Edith notices, "What are you thinking about? I doubt many men grin so when they are being treated for a stab wound. Or are you grimacing and merely trying to hide it with something more pleasant?"

"I'm dreaming of your future career in medicine."

"I have a future career in medicine?"

"Given your care now, I consider it a distinct possibility." She is amused, but she does not reply, continuing with her work. "I still want to talk about what happened yesterday."

"I don't. You figured out many pieces of their puzzle, but there is more to the Sharpe's than you know. And that is not something I wish to speak of."

"May I ask one thing?"

"I give no guarantee of an answer."

"How did you find out about his other wives?"

"Enola showed me."

"Enola?"

"The woman before me. Her ghost. She was still there, ready to warn me and to show me what she could. I hope they find her body. She deserves a good burial. They all do. But she showed me where to find things, and she pointed out their secrets. So I feel more greatly indebted to her."

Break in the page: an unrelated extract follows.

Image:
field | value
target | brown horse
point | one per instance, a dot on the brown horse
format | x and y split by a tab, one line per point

"Were there other ghosts in the house?"

"Lady Sharpe. But she was less than helpful. Just dead in the bathtub with a cleaver in her head."

"Oh. That's terrible."

"That it is. Imagine my shock at seeing such a thing."

"I shouldn't have let you go, Edith."

She clucks her tongue, "Alan, Alan, Alan... When have you ever been able to tell me what to do? I fell for Thomas. He had his charms... and I think he did love me. If not then, he did by the end. And it is over now. America awaits. Allerdale Hall can rot in the clay."

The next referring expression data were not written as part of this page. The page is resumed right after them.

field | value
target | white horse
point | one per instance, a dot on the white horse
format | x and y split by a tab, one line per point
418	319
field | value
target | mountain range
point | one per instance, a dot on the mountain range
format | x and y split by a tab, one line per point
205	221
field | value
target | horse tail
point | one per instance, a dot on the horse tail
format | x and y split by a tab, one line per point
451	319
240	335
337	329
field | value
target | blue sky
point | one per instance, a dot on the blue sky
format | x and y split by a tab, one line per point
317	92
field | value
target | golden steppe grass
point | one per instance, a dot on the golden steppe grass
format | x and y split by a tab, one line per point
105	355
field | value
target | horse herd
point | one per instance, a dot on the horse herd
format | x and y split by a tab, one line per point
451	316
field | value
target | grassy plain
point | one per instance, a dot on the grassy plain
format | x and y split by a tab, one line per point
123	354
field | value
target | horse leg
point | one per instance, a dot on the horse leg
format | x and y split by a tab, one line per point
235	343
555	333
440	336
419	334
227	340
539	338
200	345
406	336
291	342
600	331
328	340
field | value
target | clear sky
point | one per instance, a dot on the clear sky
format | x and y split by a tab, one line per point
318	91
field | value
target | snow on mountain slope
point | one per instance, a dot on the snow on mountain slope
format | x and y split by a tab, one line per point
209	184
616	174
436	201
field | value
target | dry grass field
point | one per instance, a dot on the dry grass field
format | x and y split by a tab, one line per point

"I'm not fetching you his heart."

She is puzzled for a moment, and then her face brightens and she laughs, "You remember!"

"Yes- how could I not? You were so excited when you told me Mary pressed Percy's heart in a book. And then when you told Eunice and Mother you wanted to die a widow..."

"No, you don't have to bring me Thomas' heart. I don't want to be that much like Mary Shelley." She shakes her head and giggles, "I can't believe you remember that little comment. It was just an aside to shut them up."